According to a Board memo, the proposed amendments would tailor Volcker rule requirements to better align with a bank’s level of trading activity and risks. The proposal would establish the following three categories based on trading activity: (i) “significant trading assets and liabilities,” which would consist of banks with gross trading assets and liabilities of at least $10 billion, and require a comprehensive compliance program tailored to reflect the Volcker rule’s requirements; (ii) “moderate trading assets and liabilities,” which would include banks with gross trading assets and liabilities of at least $1 billion but less than $10 billion, and impose reduced compliance obligations; and (iii) “limited trading assets and liabilities,” which would include banks with less than $1 billion in gross trading assets and liabilities, and subject them to the lowest level of regulatory compliance.

In addition, the proposal would, among other changes:

  • provide more clarity by revising the definition of “trading account” to be an account used to buy or sell financial instruments recorded at fair value under commonly used accounting definitions;
  • clarify that banks whose trades do not exceed appropriately developed internal risk limits are engaged in permissible market-making-related activity;
  • streamline the criteria that applies when a bank relies on the hedging exemption from the proprietary trading prohibition, and remove a requirement that a trade “demonstrably reduces or otherwise significantly mitigates” a specific risk;
  • ease the documentation requirement banks face when demonstrating trades are hedges, and eliminate requirements that a bank with only moderate or limited trading activity must develop “a separate internal compliance program for risk-mitigation hedging”;
  • eliminate the 60-day rebuttable presumption for trades;
  • expand the scope of the “liquidity management exclusion” in the Volcker rule to allow banks to use foreign exchange forwards, foreign exchange swaps, and physically settled cross-currency swaps as a part of liquidity management activities;
  • limit the impact of the Volcker rule on foreign banks’ activity outside of the U.S.; and
  • simplify the type of trading activity information that banks will be required to provide to the agencies.

Federal Reserve Board Chair Jerome Powell noted that after nearly five years of experience applying the Volcker rule, the proposed rule is a way to “allow firms to conduct appropriate activities without undue burden, and without sacrificing safety and soundness.”

Federal Reserve Board Governor Lael Brainard also commented that “[r]ather than requiring banking institutions to undertake specific quantitative analyses prescribed by the regulators, the proposed revisions would require banking institutions to establish internal risk limits to achieve the principle of not exceeding the reasonably expected near-term demands of customers, subject to supervisory review.”
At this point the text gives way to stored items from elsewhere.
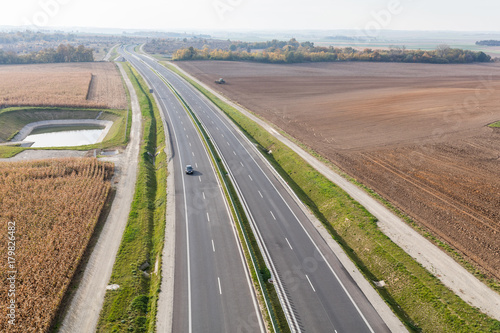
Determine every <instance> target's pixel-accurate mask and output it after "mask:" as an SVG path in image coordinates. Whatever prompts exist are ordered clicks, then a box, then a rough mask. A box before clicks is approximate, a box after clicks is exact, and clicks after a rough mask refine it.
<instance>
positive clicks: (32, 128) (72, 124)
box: [9, 119, 113, 147]
mask: <svg viewBox="0 0 500 333" xmlns="http://www.w3.org/2000/svg"><path fill="white" fill-rule="evenodd" d="M71 126H100V127H103V128H104V129H103V131H102V133H101V135H100V136H99V138H98V139H97V141H96V142H94V143H99V142H102V141H103V140H104V138H105V137H106V135H107V134H108V132H109V130H110V129H111V126H113V122H112V121H110V120H96V119H64V120H42V121H37V122H34V123H30V124H27V125H25V126H24V127H23V128H22V129H21V130H20V131H19V133H17V134H16V135H15V136H14V138H13V139H12V140H11V142H9V144H19V143H21V144H23V145H24V146H26V147H29V146H31V144H32V143H31V144H29V143H28V142H24V141H23V140H24V139H25V138H26V137H27V136H28V135H30V134H31V132H32V131H34V130H35V129H40V128H48V127H71Z"/></svg>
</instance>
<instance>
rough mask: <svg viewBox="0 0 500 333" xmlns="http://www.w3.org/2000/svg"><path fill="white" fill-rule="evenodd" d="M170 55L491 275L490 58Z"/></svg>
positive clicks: (490, 89) (495, 176) (491, 106)
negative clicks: (191, 55) (459, 64)
mask: <svg viewBox="0 0 500 333" xmlns="http://www.w3.org/2000/svg"><path fill="white" fill-rule="evenodd" d="M178 64H179V65H180V67H182V68H183V69H185V70H187V71H188V72H190V73H191V74H193V75H194V76H195V77H197V78H199V79H200V80H201V81H203V82H204V83H206V84H208V85H209V86H211V87H212V88H214V89H216V90H218V91H220V92H221V93H222V94H224V95H226V96H227V97H229V98H231V99H232V100H235V101H236V102H238V103H239V104H241V105H243V106H245V107H246V108H248V109H250V110H252V111H254V112H256V113H257V114H259V115H261V116H262V117H264V118H265V119H268V120H269V121H271V122H273V123H274V124H276V125H277V126H279V127H280V128H282V129H284V130H285V131H286V132H287V133H289V134H291V135H292V136H293V137H295V138H297V139H298V140H300V141H301V142H303V143H305V144H306V145H308V146H310V147H311V148H313V149H314V150H315V151H317V152H319V153H321V154H322V155H323V156H326V157H327V158H328V159H330V160H331V161H332V162H333V163H335V164H336V165H338V166H339V167H340V168H342V169H343V170H344V171H345V172H347V173H348V174H350V175H351V176H353V177H354V178H356V179H357V180H359V181H360V182H362V183H364V184H366V185H367V186H369V187H371V188H373V189H374V190H375V191H376V192H378V193H380V194H381V195H382V196H383V197H385V198H386V199H388V200H389V201H391V202H392V203H393V204H395V205H396V206H397V207H398V208H399V209H401V210H402V211H403V212H405V213H406V214H407V215H409V216H410V217H411V218H413V219H414V220H415V221H416V222H417V223H419V224H420V225H421V226H423V227H424V228H425V229H427V230H429V231H431V232H432V233H433V234H434V235H436V236H438V237H439V238H440V239H442V240H444V241H446V242H447V243H449V244H450V245H452V246H453V247H454V248H455V249H457V250H458V251H460V252H461V253H463V254H464V255H465V256H467V257H468V258H469V259H470V260H472V262H474V263H475V264H476V265H477V266H478V267H480V268H481V269H482V271H483V272H485V273H487V275H488V276H490V277H496V278H497V279H500V242H499V236H500V165H499V164H500V128H495V129H493V128H489V127H487V125H488V124H490V123H493V122H495V121H498V120H500V94H499V93H498V92H499V89H500V66H499V65H498V64H474V65H427V64H389V63H316V64H293V65H269V64H256V63H242V62H209V61H197V62H181V63H178ZM219 77H223V78H224V79H225V80H226V81H227V84H225V85H218V84H215V83H214V80H216V79H218V78H219Z"/></svg>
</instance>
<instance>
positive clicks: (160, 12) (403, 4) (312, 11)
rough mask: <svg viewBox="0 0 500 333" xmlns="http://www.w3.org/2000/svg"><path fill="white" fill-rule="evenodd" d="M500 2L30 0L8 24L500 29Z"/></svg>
mask: <svg viewBox="0 0 500 333" xmlns="http://www.w3.org/2000/svg"><path fill="white" fill-rule="evenodd" d="M498 13H500V2H499V1H497V0H482V1H478V2H475V3H471V2H466V1H463V0H461V1H453V0H440V1H435V0H432V1H431V0H312V1H309V2H308V4H307V5H306V4H305V2H304V1H298V0H287V1H285V0H273V1H264V0H251V1H250V0H190V1H172V0H142V1H136V0H120V1H117V0H24V1H17V2H15V1H9V2H4V3H2V4H1V5H0V25H13V26H22V25H35V26H37V27H39V28H44V27H99V28H119V29H156V30H180V29H186V30H227V31H229V30H336V29H359V30H370V29H377V28H380V29H387V30H441V31H491V32H494V31H496V32H500V20H498Z"/></svg>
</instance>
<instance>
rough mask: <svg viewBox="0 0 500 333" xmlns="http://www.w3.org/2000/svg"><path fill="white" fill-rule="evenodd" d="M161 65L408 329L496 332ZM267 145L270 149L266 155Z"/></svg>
mask: <svg viewBox="0 0 500 333" xmlns="http://www.w3.org/2000/svg"><path fill="white" fill-rule="evenodd" d="M167 66H168V67H169V68H170V69H172V70H173V71H175V72H176V73H177V74H179V75H181V76H183V77H184V78H185V79H186V80H188V81H189V82H190V83H191V84H193V85H194V86H195V87H196V88H197V89H198V90H200V91H201V92H202V93H203V94H204V95H205V96H207V97H208V98H209V99H210V100H212V102H214V103H215V104H216V105H217V106H218V107H219V108H220V109H222V110H223V111H224V112H225V113H226V115H227V116H229V118H231V119H232V120H233V121H234V122H235V123H236V124H237V125H238V126H239V127H240V129H241V130H242V131H243V132H244V133H245V134H246V135H247V136H248V137H249V138H250V140H252V141H253V142H254V143H256V144H257V146H258V148H259V149H260V150H261V151H262V152H263V153H265V154H263V155H264V156H265V157H266V158H267V159H268V160H269V161H270V162H271V164H272V165H273V166H274V167H275V168H276V170H277V171H278V172H279V173H280V174H281V175H282V176H283V178H284V179H285V180H286V181H287V182H288V184H289V185H290V186H291V187H292V189H293V190H294V191H295V193H297V195H298V196H299V198H300V199H301V200H302V201H303V202H304V203H305V204H306V205H307V206H308V207H309V208H310V209H311V211H312V212H313V213H314V214H315V215H316V217H317V218H318V219H319V220H320V221H321V222H322V223H323V225H324V226H325V227H326V228H327V230H328V231H329V232H330V234H331V235H332V237H333V238H334V239H335V240H336V241H337V242H338V243H339V244H340V245H341V246H342V247H343V249H344V250H345V252H346V253H347V254H348V255H349V256H350V258H351V260H352V261H353V262H354V263H355V264H356V265H357V267H358V268H359V269H360V270H361V272H362V273H363V274H364V275H365V277H366V278H367V279H368V280H369V281H371V282H373V281H380V280H384V281H385V283H386V286H385V287H383V288H376V289H377V291H378V292H379V294H380V295H381V296H382V298H383V299H384V300H385V301H386V303H387V304H388V305H389V306H390V307H391V308H392V310H393V311H394V312H395V313H396V314H397V315H398V316H399V318H400V319H401V320H402V322H403V323H405V325H406V326H407V328H408V329H409V330H410V331H414V332H421V331H423V332H500V322H499V321H497V320H494V319H491V318H489V317H488V316H486V315H485V314H483V313H481V312H480V311H479V310H478V309H477V308H475V307H472V306H470V305H468V304H467V303H466V302H464V301H463V300H462V299H461V298H460V297H458V296H457V295H455V294H454V293H453V292H452V291H450V290H449V289H448V288H447V287H446V286H444V285H443V284H442V283H441V282H440V281H439V279H437V278H436V277H435V276H433V275H432V274H431V273H429V272H428V271H427V270H426V269H425V268H423V267H422V266H421V265H420V264H419V263H417V262H416V261H415V260H413V258H412V257H410V256H409V255H408V254H407V253H406V252H404V250H402V249H401V248H400V247H398V246H397V245H396V244H394V243H393V242H392V241H391V240H390V239H389V238H388V237H387V236H386V235H384V234H383V233H382V232H381V231H380V229H379V228H378V226H377V220H376V218H375V217H374V216H372V215H371V214H370V213H369V212H368V211H366V209H364V208H363V207H362V206H361V205H360V204H359V203H357V202H356V201H355V200H353V199H352V198H351V197H350V196H349V195H348V194H347V193H346V192H344V191H343V190H342V189H341V188H339V187H338V186H336V185H335V184H333V183H332V182H331V181H329V180H328V179H327V178H326V177H324V176H323V175H322V174H320V173H319V172H318V171H316V170H315V169H314V168H312V167H311V166H310V165H309V164H307V163H306V162H305V161H304V160H303V159H302V158H301V157H300V156H298V155H297V154H296V153H295V152H293V151H292V150H291V149H290V148H288V147H287V146H286V145H284V144H283V143H282V142H280V141H279V140H278V139H276V138H275V137H273V136H272V135H271V134H270V133H268V132H267V131H266V130H264V129H263V128H262V127H261V126H259V125H258V124H256V123H255V122H253V121H251V120H250V119H249V118H247V117H246V116H244V115H243V114H242V113H241V112H239V111H238V110H236V109H235V108H233V107H231V106H229V105H228V104H226V103H225V102H223V101H222V100H220V99H219V98H218V97H216V96H215V95H213V94H212V93H211V92H209V91H208V90H206V89H205V88H203V87H202V86H200V85H199V84H197V83H196V82H194V81H192V80H190V79H189V78H187V77H186V76H184V75H183V73H181V72H180V71H179V70H177V69H176V68H175V67H173V66H171V65H167ZM270 148H272V151H273V153H272V154H267V151H268V150H269V149H270Z"/></svg>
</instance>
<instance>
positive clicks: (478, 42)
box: [476, 40, 500, 46]
mask: <svg viewBox="0 0 500 333" xmlns="http://www.w3.org/2000/svg"><path fill="white" fill-rule="evenodd" d="M476 45H485V46H500V40H480V41H478V42H476Z"/></svg>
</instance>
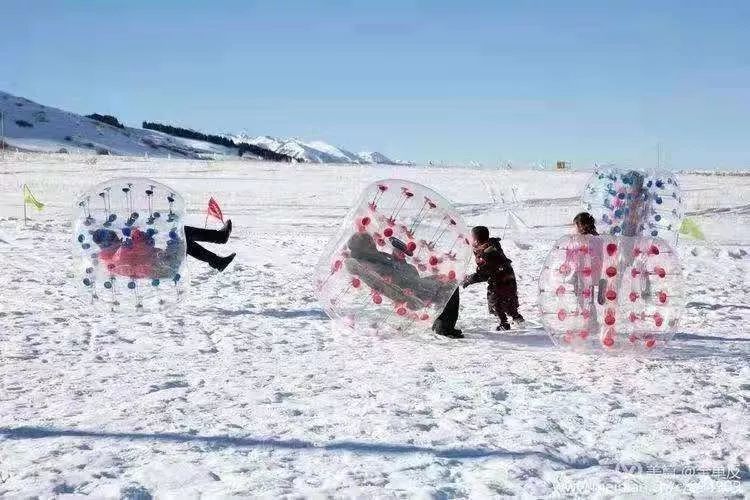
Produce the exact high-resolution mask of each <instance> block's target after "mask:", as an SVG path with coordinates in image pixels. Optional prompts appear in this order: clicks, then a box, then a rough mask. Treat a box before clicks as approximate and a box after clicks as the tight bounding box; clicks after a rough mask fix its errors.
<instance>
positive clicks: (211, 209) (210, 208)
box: [208, 196, 224, 222]
mask: <svg viewBox="0 0 750 500" xmlns="http://www.w3.org/2000/svg"><path fill="white" fill-rule="evenodd" d="M208 215H210V216H211V217H213V218H215V219H219V220H220V221H221V222H224V214H222V213H221V207H220V206H219V204H218V203H216V200H214V198H213V196H212V197H211V199H210V200H208Z"/></svg>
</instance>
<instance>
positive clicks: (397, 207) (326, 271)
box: [315, 179, 472, 333]
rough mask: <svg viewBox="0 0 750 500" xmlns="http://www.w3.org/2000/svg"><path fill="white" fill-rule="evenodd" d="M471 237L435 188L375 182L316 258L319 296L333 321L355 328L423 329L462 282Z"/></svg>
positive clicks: (389, 181)
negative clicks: (321, 255)
mask: <svg viewBox="0 0 750 500" xmlns="http://www.w3.org/2000/svg"><path fill="white" fill-rule="evenodd" d="M469 234H470V233H469V230H468V228H467V227H466V225H465V223H464V221H463V219H462V218H461V216H460V215H459V214H458V213H457V212H456V211H455V209H454V208H453V206H452V205H451V203H450V202H449V201H448V200H446V199H445V198H443V197H442V196H441V195H439V194H438V193H436V192H435V191H432V190H431V189H429V188H427V187H425V186H422V185H420V184H417V183H414V182H409V181H403V180H396V179H387V180H382V181H378V182H375V183H373V184H371V185H369V186H368V187H367V188H366V189H365V190H364V192H363V193H362V195H361V196H360V198H359V200H358V201H357V202H356V204H355V206H354V208H353V209H352V210H351V211H350V212H349V214H348V216H347V217H346V219H345V221H344V223H343V225H342V227H341V229H340V230H339V231H338V234H336V235H335V236H334V237H333V238H332V239H331V241H330V243H329V244H328V246H327V247H326V250H325V251H324V252H323V255H322V256H321V258H320V261H319V263H318V266H317V268H316V270H315V288H316V291H317V295H318V299H319V300H320V302H321V304H322V306H323V308H324V309H325V311H326V313H327V314H328V315H329V316H330V317H331V318H332V319H334V320H335V321H337V322H339V323H341V324H343V325H345V326H347V327H349V328H351V329H354V330H357V331H375V332H379V331H389V332H399V333H404V332H407V331H409V330H429V328H430V327H431V325H432V323H433V321H434V320H435V318H436V317H437V316H438V315H439V314H440V313H441V312H442V310H443V308H444V307H445V305H446V304H447V303H448V300H449V299H450V297H451V295H452V294H453V292H454V291H455V290H456V288H457V287H458V285H459V283H461V280H463V278H464V275H465V273H466V266H467V264H468V263H469V261H470V259H471V257H472V251H471V245H470V243H469V239H468V237H469Z"/></svg>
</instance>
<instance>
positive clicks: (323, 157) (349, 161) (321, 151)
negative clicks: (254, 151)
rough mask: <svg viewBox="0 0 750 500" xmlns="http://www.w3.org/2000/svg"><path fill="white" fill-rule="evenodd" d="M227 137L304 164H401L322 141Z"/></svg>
mask: <svg viewBox="0 0 750 500" xmlns="http://www.w3.org/2000/svg"><path fill="white" fill-rule="evenodd" d="M227 137H229V138H231V139H232V140H233V141H234V142H235V143H237V144H239V143H246V144H253V145H256V146H260V147H263V148H266V149H269V150H271V151H275V152H277V153H283V154H285V155H288V156H291V157H292V158H294V159H296V160H297V161H301V162H306V163H354V164H371V163H376V164H385V165H397V164H401V162H395V161H392V160H391V159H389V158H388V157H387V156H385V155H384V154H382V153H377V152H372V153H369V152H368V153H360V154H355V153H352V152H351V151H347V150H346V149H343V148H340V147H337V146H333V145H331V144H328V143H326V142H323V141H303V140H301V139H296V138H292V139H278V138H276V137H271V136H268V135H261V136H250V135H246V134H227Z"/></svg>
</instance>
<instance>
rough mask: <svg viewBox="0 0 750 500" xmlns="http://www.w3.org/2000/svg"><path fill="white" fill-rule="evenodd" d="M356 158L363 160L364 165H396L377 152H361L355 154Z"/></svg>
mask: <svg viewBox="0 0 750 500" xmlns="http://www.w3.org/2000/svg"><path fill="white" fill-rule="evenodd" d="M357 156H359V157H360V158H361V159H362V160H364V162H365V163H375V164H381V165H396V163H397V162H395V161H393V160H391V159H390V158H388V157H387V156H385V155H384V154H383V153H378V152H377V151H363V152H361V153H357Z"/></svg>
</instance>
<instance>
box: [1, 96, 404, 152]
mask: <svg viewBox="0 0 750 500" xmlns="http://www.w3.org/2000/svg"><path fill="white" fill-rule="evenodd" d="M0 112H2V114H3V118H4V119H3V122H4V129H5V130H4V136H5V143H6V146H7V147H8V148H13V149H17V150H20V151H29V152H62V153H65V152H68V153H72V152H80V151H91V152H94V153H97V154H112V155H127V156H145V155H149V156H153V157H168V156H169V157H177V158H195V159H217V158H220V157H237V156H241V157H244V158H251V159H262V160H271V161H286V162H289V161H295V162H306V163H354V164H388V165H392V164H406V163H404V162H398V161H392V160H391V159H389V158H388V157H387V156H385V155H383V154H382V153H377V152H368V153H360V154H355V153H352V152H351V151H347V150H346V149H343V148H339V147H336V146H332V145H331V144H328V143H326V142H323V141H309V142H306V141H302V140H300V139H286V140H281V139H277V138H274V137H270V136H255V137H252V136H247V135H244V134H224V135H213V134H206V133H203V132H199V131H196V130H192V129H187V128H182V127H175V126H172V125H168V124H163V123H155V122H143V128H133V127H127V126H124V125H123V124H122V123H120V121H119V120H118V119H117V117H115V116H112V115H107V114H99V113H92V114H89V115H87V116H82V115H79V114H76V113H71V112H68V111H63V110H61V109H57V108H53V107H50V106H44V105H42V104H38V103H36V102H34V101H31V100H29V99H25V98H23V97H18V96H14V95H12V94H8V93H6V92H0Z"/></svg>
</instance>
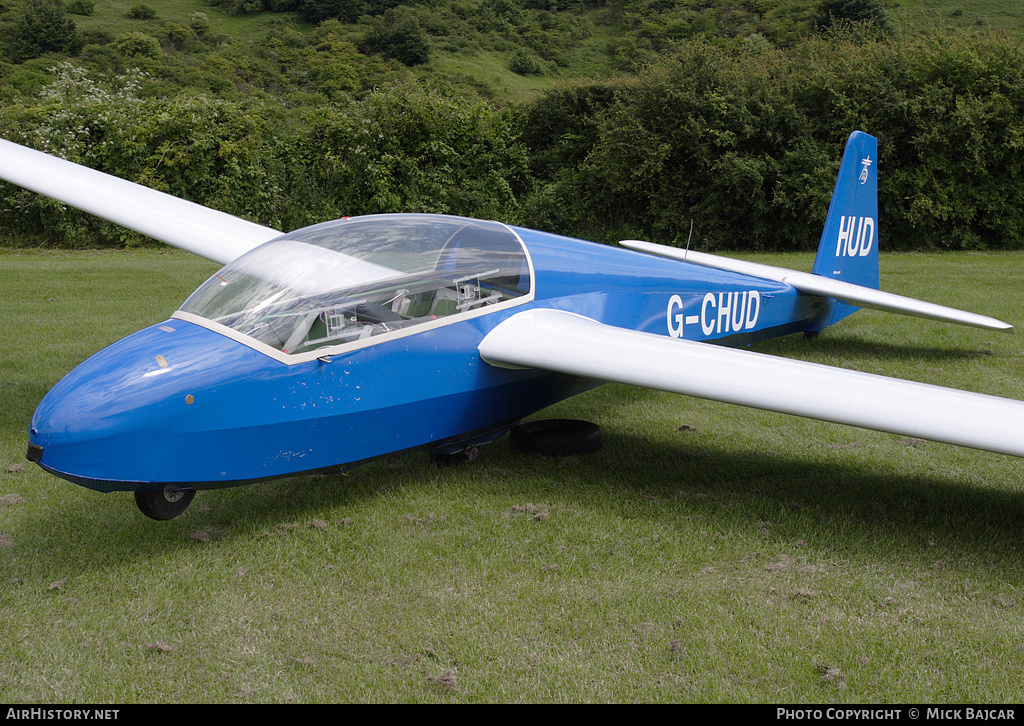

Federal Reserve Board Vice Chair of Supervision Randal Quarles stated that while the regulatory relief bill signed into law on May 24 exempts banks with less than $10 billion in total assets from the Volcker rule (see previous InfoBytes coverage here), the “proposed rule, however, would recognize that small asset size is not the only indicator of reduced proprietary trading risk.” Furthermore, the proposed rule is a “best first effort at simplifying and tailoring the Volcker rule” and does not represent the “completion of [the Board’s] work.”